The Star-Touched Queen (The Star-Touched Queen #1)

“What do you think swords are used for?” he asked drily.

I glanced between the bird and the sword. His words were as good as an execution. I cringed. Even though it was stone, a sense of wrongness crept through me. It looked so alive.

“How is this a test?”

“That remains to be seen. Now do as you will.” Amar unfolded his arms and his voice was a dark purr in my ear. “What’s this, my queen? All your vicious speech and you are moved to mercy by a stone bird?”

My grip tightened on the stone. The stone bird hopped a pace. Heat coursed through my veins. I didn’t even feel the weight of the sword in my arm. I raised it over my head and brought it down. Metal crunched into stone and bile rose into my throat. I dropped the sword, shaking. I couldn’t bring myself to look at the remains of the stone bird, but I glimpsed it from the corner of my eye—shards of marble like bone slivers.
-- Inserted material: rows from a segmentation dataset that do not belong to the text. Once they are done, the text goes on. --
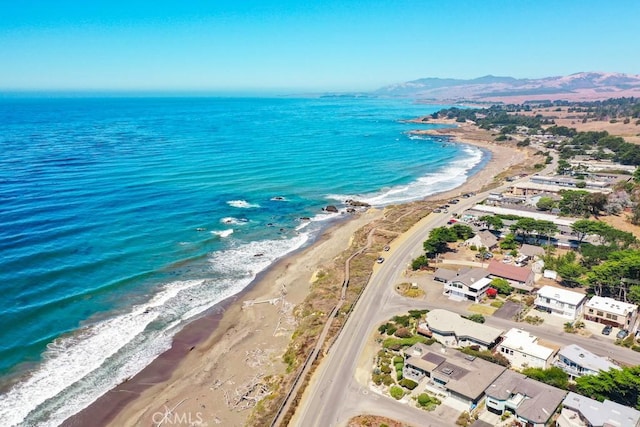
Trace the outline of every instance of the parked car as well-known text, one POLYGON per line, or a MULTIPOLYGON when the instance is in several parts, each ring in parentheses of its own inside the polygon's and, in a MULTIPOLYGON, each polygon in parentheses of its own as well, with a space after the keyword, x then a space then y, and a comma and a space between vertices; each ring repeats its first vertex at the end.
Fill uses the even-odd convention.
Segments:
POLYGON ((629 331, 626 331, 624 329, 620 329, 620 331, 616 334, 616 338, 618 338, 619 340, 624 339, 627 337, 627 335, 629 335, 629 331))

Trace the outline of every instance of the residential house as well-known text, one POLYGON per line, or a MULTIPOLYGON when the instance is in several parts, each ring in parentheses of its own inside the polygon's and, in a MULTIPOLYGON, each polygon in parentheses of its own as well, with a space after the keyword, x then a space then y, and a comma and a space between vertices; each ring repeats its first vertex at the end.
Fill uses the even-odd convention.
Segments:
POLYGON ((558 427, 640 427, 640 411, 605 400, 598 402, 574 392, 562 401, 558 427))
POLYGON ((436 352, 420 343, 405 350, 405 358, 405 378, 418 382, 429 378, 427 389, 445 393, 469 409, 484 399, 484 390, 506 369, 457 350, 436 352))
POLYGON ((512 328, 503 335, 496 351, 509 360, 516 369, 542 368, 551 366, 555 350, 538 343, 538 337, 518 328, 512 328))
POLYGON ((485 390, 487 409, 497 414, 509 411, 521 425, 543 427, 562 403, 567 392, 506 370, 485 390))
POLYGON ((496 260, 491 260, 487 267, 489 278, 499 277, 505 279, 509 284, 523 292, 531 292, 535 280, 535 274, 529 267, 516 267, 496 260))
POLYGON ((579 292, 543 286, 538 289, 534 304, 539 310, 576 320, 582 314, 585 300, 586 296, 579 292))
POLYGON ((597 375, 609 369, 620 369, 606 357, 597 356, 576 344, 561 348, 554 365, 565 371, 571 380, 583 375, 597 375))
POLYGON ((518 249, 518 252, 521 255, 524 255, 526 257, 526 260, 532 260, 536 257, 541 257, 544 255, 544 248, 542 248, 541 246, 535 246, 535 245, 530 245, 528 243, 524 243, 520 249, 518 249))
POLYGON ((431 336, 447 347, 477 346, 481 350, 492 348, 504 332, 439 308, 427 313, 426 326, 431 336))
POLYGON ((472 238, 464 241, 466 246, 475 246, 480 249, 482 247, 492 251, 498 246, 498 238, 489 230, 478 231, 472 238))
POLYGON ((633 326, 637 315, 637 305, 597 295, 584 307, 585 319, 627 330, 633 326))
POLYGON ((434 280, 444 282, 442 293, 450 299, 478 302, 490 287, 491 279, 484 268, 464 268, 455 274, 452 271, 439 268, 434 275, 434 280))

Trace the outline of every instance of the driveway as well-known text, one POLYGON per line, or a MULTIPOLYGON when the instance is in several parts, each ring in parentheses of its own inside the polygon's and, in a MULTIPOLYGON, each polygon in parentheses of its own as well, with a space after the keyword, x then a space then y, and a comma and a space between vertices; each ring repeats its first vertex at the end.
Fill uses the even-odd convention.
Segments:
POLYGON ((513 320, 522 309, 522 305, 513 301, 505 301, 504 305, 500 307, 493 317, 499 317, 500 319, 513 320))

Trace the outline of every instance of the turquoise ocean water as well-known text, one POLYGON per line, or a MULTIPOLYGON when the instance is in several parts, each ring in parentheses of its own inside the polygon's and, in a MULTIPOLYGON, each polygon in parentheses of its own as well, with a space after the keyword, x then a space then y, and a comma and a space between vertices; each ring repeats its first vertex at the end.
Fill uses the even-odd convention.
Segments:
POLYGON ((343 216, 461 184, 408 100, 0 100, 0 420, 57 425, 343 216), (310 217, 311 221, 301 221, 310 217), (263 254, 256 257, 256 254, 263 254))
“There,” I bit out. “I performed your test.”

Amar considered me for a moment, arms crossed, lips pursed into a thin line.

“No. You failed my test. You sacrificed an innocent thing.”
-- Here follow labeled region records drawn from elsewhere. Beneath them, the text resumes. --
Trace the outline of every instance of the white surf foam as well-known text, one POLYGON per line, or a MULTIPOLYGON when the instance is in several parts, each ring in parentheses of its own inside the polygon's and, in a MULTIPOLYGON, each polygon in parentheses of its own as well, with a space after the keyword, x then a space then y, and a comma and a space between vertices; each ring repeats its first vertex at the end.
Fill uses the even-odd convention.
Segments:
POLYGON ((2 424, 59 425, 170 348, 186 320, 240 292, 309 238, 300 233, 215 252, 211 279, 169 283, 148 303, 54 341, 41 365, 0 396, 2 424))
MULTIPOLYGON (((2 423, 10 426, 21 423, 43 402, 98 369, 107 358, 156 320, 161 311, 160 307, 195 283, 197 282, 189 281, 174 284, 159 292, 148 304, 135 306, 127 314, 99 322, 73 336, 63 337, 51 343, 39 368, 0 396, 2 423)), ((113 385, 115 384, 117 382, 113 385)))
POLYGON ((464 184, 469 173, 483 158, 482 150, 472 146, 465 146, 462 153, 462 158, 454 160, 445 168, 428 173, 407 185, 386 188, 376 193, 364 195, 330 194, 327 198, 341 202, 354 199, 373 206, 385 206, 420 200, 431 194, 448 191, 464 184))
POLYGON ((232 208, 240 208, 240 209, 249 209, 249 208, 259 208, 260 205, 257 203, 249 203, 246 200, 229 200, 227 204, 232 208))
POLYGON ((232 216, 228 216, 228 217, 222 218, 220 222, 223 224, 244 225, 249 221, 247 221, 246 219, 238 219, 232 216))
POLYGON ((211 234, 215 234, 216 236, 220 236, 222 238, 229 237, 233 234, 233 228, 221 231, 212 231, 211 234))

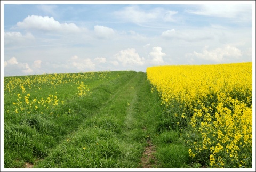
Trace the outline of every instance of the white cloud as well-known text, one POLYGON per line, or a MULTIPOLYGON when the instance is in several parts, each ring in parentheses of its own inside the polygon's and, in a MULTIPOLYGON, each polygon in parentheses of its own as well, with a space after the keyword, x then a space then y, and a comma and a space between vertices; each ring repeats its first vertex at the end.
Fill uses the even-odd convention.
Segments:
POLYGON ((129 36, 134 40, 143 41, 146 40, 147 39, 147 37, 145 36, 139 34, 134 31, 131 30, 129 31, 129 32, 131 34, 131 35, 129 35, 129 36))
POLYGON ((28 43, 35 40, 35 37, 31 33, 27 32, 22 35, 20 32, 4 32, 4 44, 13 45, 14 44, 28 43))
POLYGON ((144 58, 140 58, 136 53, 136 50, 134 48, 122 50, 115 55, 115 58, 122 63, 123 66, 142 65, 145 63, 144 58))
POLYGON ((177 13, 177 11, 167 11, 161 8, 155 8, 146 11, 137 6, 132 6, 116 11, 114 12, 114 14, 117 17, 125 20, 125 22, 139 23, 158 20, 164 21, 173 21, 174 20, 172 16, 177 13))
POLYGON ((35 68, 40 68, 41 67, 42 61, 40 60, 36 60, 34 62, 33 67, 35 68))
POLYGON ((10 59, 7 61, 7 63, 8 64, 10 64, 10 65, 14 65, 14 64, 18 64, 17 60, 16 59, 15 57, 12 57, 11 59, 10 59))
POLYGON ((94 33, 101 39, 109 39, 114 36, 115 31, 110 28, 104 26, 94 26, 94 33))
POLYGON ((30 74, 33 72, 33 70, 31 69, 28 63, 20 64, 20 66, 21 68, 25 68, 22 71, 25 74, 30 74))
POLYGON ((187 53, 186 57, 193 58, 194 57, 215 62, 223 62, 227 58, 239 58, 242 56, 239 49, 231 45, 226 45, 222 48, 217 48, 215 50, 209 51, 208 46, 205 46, 202 53, 194 51, 193 53, 187 53))
POLYGON ((10 70, 17 71, 17 73, 22 71, 23 73, 27 75, 33 72, 28 63, 18 62, 15 57, 12 57, 7 61, 5 61, 4 67, 10 70))
POLYGON ((162 65, 165 64, 163 60, 163 56, 166 54, 162 52, 162 48, 160 47, 154 47, 152 48, 152 51, 149 53, 149 55, 151 57, 151 63, 154 65, 162 65))
POLYGON ((116 60, 111 61, 110 63, 115 66, 119 65, 119 62, 116 60))
POLYGON ((95 58, 94 61, 96 61, 98 63, 105 63, 107 62, 106 58, 95 58))
POLYGON ((19 28, 26 30, 47 32, 76 32, 80 31, 79 27, 74 23, 60 23, 53 17, 48 16, 29 15, 22 22, 18 22, 17 25, 19 28))
POLYGON ((73 67, 76 68, 81 71, 95 69, 95 64, 89 58, 79 58, 75 55, 71 58, 69 61, 71 62, 73 67))
POLYGON ((189 31, 176 31, 175 29, 168 30, 162 33, 161 36, 167 39, 178 39, 187 42, 197 42, 213 39, 213 36, 209 32, 190 30, 189 31))

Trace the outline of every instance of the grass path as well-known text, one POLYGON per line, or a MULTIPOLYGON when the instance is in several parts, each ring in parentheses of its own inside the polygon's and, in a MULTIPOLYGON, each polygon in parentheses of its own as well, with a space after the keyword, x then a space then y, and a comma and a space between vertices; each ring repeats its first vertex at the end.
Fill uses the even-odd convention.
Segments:
POLYGON ((33 167, 148 167, 149 162, 146 162, 146 167, 141 158, 146 148, 152 146, 148 141, 156 134, 154 122, 160 107, 151 93, 146 74, 136 72, 118 85, 106 84, 92 90, 94 96, 84 102, 90 104, 84 105, 89 114, 85 115, 87 117, 78 129, 33 167), (90 110, 100 99, 105 102, 90 110))

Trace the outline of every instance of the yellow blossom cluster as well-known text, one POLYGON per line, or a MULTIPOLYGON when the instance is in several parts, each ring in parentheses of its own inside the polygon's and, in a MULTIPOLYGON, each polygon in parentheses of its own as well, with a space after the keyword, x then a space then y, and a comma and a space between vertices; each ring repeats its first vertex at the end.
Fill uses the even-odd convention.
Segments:
POLYGON ((195 160, 251 168, 252 69, 251 62, 147 69, 171 120, 186 124, 181 135, 195 160))

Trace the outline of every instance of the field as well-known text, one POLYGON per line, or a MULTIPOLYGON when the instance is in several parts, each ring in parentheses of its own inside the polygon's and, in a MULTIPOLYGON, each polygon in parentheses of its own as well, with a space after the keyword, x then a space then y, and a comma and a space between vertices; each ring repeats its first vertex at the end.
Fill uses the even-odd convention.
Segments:
POLYGON ((163 128, 179 130, 194 161, 252 168, 252 63, 148 68, 163 128))
POLYGON ((251 70, 4 77, 4 167, 251 168, 251 70))

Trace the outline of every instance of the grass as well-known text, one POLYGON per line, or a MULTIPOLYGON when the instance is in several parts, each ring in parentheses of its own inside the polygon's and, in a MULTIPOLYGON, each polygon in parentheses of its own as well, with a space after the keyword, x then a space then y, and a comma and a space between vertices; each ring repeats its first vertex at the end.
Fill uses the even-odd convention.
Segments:
MULTIPOLYGON (((30 101, 57 93, 65 101, 57 109, 42 108, 43 114, 16 114, 12 102, 21 89, 5 91, 4 168, 26 163, 33 168, 143 168, 148 140, 157 158, 148 162, 152 168, 185 168, 190 163, 179 133, 161 127, 161 101, 145 73, 76 73, 72 78, 59 85, 35 84, 30 89, 24 85, 30 101), (89 85, 90 95, 77 96, 78 81, 89 85)), ((11 79, 5 78, 6 83, 11 79)))

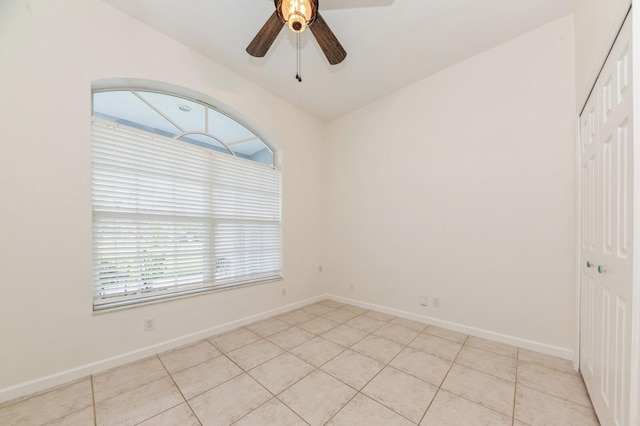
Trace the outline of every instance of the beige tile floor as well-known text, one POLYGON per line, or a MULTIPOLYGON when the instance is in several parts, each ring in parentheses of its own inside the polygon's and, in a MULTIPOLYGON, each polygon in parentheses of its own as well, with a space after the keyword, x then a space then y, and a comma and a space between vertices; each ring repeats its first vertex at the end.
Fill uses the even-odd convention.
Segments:
POLYGON ((598 425, 568 361, 325 300, 0 406, 0 425, 598 425))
Nausea roiled in my stomach. “But you said it was an illusion.”

“It is.” He picked up a piece of what once was the stone bird. “Nothing more than stone.” He snapped his fingers and the bird reappeared—whole and animated. Its wings shivered behind its body and it fixed an irritated gaze on me.

“The bird was not the innocent thing. It’s the feeling,” said Amar, dusting his palms. “Preservation is an innocent desire. And you let arrogance compromise that.”
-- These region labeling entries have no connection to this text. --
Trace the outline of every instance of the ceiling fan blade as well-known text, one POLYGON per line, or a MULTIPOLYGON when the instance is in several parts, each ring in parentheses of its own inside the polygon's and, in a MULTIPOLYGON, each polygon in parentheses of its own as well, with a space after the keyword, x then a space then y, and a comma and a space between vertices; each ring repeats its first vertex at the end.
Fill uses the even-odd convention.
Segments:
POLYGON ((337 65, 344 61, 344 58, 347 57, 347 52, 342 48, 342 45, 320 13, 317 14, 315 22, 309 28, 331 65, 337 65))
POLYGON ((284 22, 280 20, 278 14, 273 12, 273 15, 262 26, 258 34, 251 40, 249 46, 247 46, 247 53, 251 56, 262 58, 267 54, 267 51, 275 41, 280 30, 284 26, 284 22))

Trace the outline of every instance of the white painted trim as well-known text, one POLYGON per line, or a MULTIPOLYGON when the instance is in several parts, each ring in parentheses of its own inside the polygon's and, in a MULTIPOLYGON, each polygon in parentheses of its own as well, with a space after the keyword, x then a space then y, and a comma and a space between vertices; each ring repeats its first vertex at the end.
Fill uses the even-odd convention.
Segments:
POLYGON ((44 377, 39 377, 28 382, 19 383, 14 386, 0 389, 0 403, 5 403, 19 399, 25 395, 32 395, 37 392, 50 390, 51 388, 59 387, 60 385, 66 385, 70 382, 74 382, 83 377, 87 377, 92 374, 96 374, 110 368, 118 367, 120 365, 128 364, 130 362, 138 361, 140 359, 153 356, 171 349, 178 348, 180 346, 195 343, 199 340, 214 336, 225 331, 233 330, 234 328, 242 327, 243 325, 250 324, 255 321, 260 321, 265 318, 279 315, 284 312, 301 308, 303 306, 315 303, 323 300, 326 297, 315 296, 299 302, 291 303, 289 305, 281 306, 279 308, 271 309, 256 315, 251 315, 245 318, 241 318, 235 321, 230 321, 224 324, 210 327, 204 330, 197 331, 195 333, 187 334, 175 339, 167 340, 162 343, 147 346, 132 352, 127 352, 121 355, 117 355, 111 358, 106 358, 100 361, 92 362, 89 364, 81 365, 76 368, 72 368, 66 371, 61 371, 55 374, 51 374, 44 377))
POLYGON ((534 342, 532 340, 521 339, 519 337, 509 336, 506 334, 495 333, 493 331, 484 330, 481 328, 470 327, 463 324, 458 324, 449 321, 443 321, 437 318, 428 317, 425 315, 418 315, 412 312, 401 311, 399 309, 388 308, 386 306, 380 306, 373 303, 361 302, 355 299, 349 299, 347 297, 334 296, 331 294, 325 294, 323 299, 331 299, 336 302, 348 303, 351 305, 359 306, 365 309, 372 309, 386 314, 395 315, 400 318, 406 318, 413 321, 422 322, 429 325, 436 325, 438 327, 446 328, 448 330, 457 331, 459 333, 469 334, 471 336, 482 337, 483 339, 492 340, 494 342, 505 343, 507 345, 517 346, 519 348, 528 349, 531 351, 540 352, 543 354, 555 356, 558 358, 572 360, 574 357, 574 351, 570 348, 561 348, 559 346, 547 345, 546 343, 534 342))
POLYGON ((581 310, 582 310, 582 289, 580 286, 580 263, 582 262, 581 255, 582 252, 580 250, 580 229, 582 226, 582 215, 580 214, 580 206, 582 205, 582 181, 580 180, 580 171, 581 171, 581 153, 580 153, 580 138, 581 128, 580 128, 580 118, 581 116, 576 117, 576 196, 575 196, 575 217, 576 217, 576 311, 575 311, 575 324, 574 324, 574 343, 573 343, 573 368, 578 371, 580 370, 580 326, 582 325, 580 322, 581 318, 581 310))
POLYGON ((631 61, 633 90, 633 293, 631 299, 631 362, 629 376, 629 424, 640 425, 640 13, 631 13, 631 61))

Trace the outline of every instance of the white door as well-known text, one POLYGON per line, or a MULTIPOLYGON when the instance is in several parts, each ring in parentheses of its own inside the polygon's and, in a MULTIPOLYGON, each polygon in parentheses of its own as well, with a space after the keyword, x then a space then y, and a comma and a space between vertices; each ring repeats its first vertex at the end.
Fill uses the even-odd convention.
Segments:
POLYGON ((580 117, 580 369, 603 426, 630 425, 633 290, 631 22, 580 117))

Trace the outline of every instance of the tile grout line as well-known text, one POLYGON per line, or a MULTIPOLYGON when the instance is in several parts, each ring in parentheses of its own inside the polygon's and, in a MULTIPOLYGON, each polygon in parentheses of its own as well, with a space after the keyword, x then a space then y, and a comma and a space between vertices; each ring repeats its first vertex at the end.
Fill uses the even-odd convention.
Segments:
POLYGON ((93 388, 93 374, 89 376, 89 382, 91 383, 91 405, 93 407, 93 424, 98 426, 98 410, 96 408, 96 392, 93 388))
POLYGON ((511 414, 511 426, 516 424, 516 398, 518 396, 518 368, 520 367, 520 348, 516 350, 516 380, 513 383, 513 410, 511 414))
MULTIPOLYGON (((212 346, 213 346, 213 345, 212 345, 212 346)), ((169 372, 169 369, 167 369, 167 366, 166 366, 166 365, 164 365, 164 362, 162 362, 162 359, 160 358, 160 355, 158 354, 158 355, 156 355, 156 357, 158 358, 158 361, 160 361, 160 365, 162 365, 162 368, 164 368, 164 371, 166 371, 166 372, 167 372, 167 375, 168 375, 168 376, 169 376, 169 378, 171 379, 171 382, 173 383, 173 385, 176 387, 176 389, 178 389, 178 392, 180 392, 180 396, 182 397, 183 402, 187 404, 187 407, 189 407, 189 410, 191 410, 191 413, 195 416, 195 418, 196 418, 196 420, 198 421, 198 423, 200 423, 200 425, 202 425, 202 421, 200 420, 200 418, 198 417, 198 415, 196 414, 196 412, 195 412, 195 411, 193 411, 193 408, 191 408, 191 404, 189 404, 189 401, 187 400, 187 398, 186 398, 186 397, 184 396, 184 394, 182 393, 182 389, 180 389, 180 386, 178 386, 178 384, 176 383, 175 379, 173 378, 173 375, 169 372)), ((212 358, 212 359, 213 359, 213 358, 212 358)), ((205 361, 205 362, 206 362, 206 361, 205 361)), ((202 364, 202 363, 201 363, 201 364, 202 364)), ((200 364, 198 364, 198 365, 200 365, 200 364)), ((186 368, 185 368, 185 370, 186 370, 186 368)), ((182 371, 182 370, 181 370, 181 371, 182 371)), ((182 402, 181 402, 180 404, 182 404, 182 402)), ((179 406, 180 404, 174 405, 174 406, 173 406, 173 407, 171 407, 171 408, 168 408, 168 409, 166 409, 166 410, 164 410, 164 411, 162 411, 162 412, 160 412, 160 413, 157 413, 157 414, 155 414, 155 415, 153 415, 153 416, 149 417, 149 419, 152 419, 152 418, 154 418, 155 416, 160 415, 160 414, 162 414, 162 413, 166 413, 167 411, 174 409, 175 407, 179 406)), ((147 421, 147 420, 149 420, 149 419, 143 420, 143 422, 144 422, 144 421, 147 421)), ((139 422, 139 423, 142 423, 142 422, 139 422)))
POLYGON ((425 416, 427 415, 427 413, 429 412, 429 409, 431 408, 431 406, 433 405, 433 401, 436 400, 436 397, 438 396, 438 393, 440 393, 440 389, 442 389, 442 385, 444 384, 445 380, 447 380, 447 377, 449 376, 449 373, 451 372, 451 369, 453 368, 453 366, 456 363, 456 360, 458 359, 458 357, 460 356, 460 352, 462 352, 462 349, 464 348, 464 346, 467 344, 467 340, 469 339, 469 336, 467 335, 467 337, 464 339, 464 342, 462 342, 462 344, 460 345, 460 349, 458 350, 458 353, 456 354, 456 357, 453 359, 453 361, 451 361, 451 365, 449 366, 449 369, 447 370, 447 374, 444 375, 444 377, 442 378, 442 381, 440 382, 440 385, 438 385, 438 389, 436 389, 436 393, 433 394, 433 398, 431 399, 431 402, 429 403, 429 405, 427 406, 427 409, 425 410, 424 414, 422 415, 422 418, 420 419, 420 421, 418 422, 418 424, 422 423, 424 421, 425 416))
“Arrogance?” I returned, my cheeks burning. “I was showing strength. Strength that I could be—”

“—merciless and thoughtless?” returned Amar. He flashed a vulpine grin. “Kill, if you must. String a garland of severed heads around your waist if you want. I would take you in my arms if you were drenched in blood or dressed in rubies … but think. Impulsiveness is a dangerous thing.”

“You gave me no choice—”

“I merely gave a command. ‘Use your sword.’ You were the one who thought there was only one choice.”

“When I asked what you wanted me to do with it, you … you asked me what swords are for…” I finished quietly. He hadn’t actually said what to do.

Amar picked up the sword from the ground and twirled it against the marble.

“Swords could also be used for freeing. You could’ve cut through the chain around the bird’s foot and set it free. Swords could be used for killing. But it needn’t be the bird. Wouldn’t the more merciful choice have been to use the sword against the oppressor?”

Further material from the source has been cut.